Academics & Research

Research

Physical Therapy May Help Speed Lower Back Pain Recovery, But Problem Often Resolves Over Time

It’s estimated that 70 percent of people will experience low back pain (LBP) at some point in their lives. People with LBP often visit their primary care doctor in search of a prescription to end their pain. Sometimes this involves Physical Therapy (PT). University of Utah researchers found that while PT may hasten recovery somewhat, for many the problem will resolve itself with time.

In a trial with 220 people with LBP, the researchers found that 108 patients who underwent physical therapy soon after the problem appeared received limited, short-term improvement in disability compared with 112 who received usual care–meaning no PT. When participants were evaluated at the end of three months, the early physical therapy group showed a slight improvement in the ability to carry out daily tasks and were somewhat more likely to be satisfied with their progress compared to the no-PT group. But a follow-up at 12 months showed no significant functionality difference between the two groups, nor was there a difference in pain intensity at four-week, three-month or one-year follow-ups with patients.

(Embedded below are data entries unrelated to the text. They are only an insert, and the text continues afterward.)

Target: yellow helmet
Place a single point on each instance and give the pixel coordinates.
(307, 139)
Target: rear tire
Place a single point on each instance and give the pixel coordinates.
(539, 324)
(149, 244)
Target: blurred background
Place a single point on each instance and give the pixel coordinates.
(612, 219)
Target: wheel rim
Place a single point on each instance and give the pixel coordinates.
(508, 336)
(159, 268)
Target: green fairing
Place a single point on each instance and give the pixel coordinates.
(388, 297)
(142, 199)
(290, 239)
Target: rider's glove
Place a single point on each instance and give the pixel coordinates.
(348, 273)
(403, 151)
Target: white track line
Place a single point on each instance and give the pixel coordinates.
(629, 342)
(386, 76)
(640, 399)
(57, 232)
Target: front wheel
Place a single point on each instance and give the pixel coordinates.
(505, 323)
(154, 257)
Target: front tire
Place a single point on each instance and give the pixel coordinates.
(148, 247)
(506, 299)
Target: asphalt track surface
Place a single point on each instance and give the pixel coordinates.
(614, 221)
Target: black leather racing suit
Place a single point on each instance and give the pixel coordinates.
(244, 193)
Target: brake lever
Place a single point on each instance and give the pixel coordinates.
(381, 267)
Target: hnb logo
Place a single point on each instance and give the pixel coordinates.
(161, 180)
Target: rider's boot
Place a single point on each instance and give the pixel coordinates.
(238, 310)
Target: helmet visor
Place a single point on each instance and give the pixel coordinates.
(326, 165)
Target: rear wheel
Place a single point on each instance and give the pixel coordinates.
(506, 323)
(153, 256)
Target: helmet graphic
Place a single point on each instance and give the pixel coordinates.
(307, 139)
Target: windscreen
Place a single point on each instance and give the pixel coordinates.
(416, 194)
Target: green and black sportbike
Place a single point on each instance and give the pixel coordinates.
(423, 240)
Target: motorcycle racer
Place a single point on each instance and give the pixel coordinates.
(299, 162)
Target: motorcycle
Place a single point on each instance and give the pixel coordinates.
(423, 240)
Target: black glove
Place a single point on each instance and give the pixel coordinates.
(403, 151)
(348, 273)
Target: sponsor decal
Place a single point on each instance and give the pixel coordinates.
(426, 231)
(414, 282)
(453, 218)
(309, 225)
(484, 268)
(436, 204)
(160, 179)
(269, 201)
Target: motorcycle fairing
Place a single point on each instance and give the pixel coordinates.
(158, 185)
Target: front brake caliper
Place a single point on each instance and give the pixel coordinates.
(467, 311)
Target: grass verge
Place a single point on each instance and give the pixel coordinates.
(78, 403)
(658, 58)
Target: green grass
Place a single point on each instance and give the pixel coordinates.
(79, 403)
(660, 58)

Overall, patients in each group improved rapidly and the modest difference in disability relief between those who received early physical therapy and those who didn’t was not considered clinically important. While the overall difference in ability to function between the two groups was not significant, PT did benefit some patients, the study found. The researchers concluded that PT may be helpful for patients who want or need a little assistance in recovering from LBP, but patients can be optimistic that they will improve with time even if they do not receive PT.